The leaders of our armed forces know what's coming next – but deniers in Congress are ignoring the warnings.
Naval station Norfolk is the headquarters of the U.S. Navy's Atlantic fleet, an awesome collection of military power that is in a terrible way the crowning glory of American civilization. Seventy-five thousand sailors and civilians work here, their job the daily business of keeping an armada spit-shined and ready for deployment at any moment. When I visited in December, the aircraft carrier USS Theodore Roosevelt was in port, a 1,000-foot-long floating war machine that was central to U.S. military operations in Iraq and Afghanistan. Cranes loaded equipment onto the deck; sailors rushed up and down the gangplanks. Navy helicopters hovered overhead. Security was tight everywhere. While I was checking out one of the base's massive new double-decker concrete piers that's nearly as big as a shopping-mall parking lot, I wandered over to have a closer look at the USS Gravely, a guided-missile destroyer that has spent a lot of hours on watch in the Mediterranean. Armed men on the deck watched me warily — even my official escort seemed jittery ("I think we should step back a bit," he said, grabbing my arm).
You can't spend 10 minutes in this part of Virginia without feeling the deep sense of history. The Battle of Hampton Roads, a famous naval showdown between two Civil War ironclads, occurred just offshore. The base was a key departure point for thousands of sailors during World War II, many of whom never returned. Their ghosts still haunt the place.
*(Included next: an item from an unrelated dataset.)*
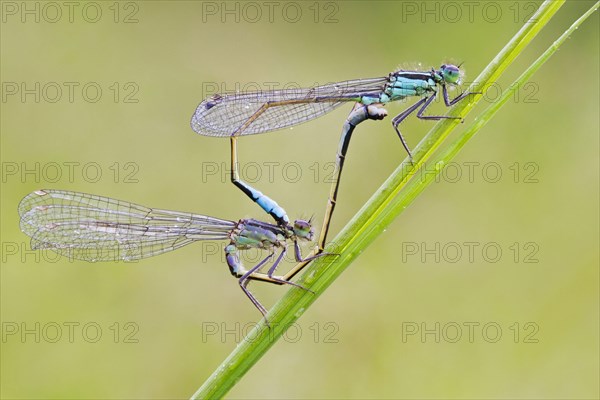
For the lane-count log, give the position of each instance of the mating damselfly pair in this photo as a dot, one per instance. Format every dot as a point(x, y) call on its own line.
point(96, 228)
Everyone's aunt or uncle has a story to tell about a night in a port in Brisbane or Barcelona or about the way their ears rang the first time they heard a cannon firing from the deck of a ship.
But within the lifetime of a child growing up here, all this could vanish into the Atlantic Ocean. The land that the base is built upon is literally sinking, meaning sea levels are rising in Norfolk roughly twice as fast as the global average. There is no high ground, nowhere to retreat. It feels like a swamp that has been dredged and paved over — and that's pretty much what it is. All it takes is a rainstorm and a big tide and the Atlantic invades the base — roads are submerged, entry gates impassable. A nor'easter had moved through the area the day before my visit. On Craney Island, the base's main refueling depot, military vehicles were up to their axles in seawater. Water pooled in a long, flat grassy area near Admiral's Row, where naval commanders live in magnificent houses built for the 1907 Jamestown Exposition. "It's the biggest Navy base in the world, and it's going to have to be relocated," says former Vice President Al Gore. "It's just a question of when."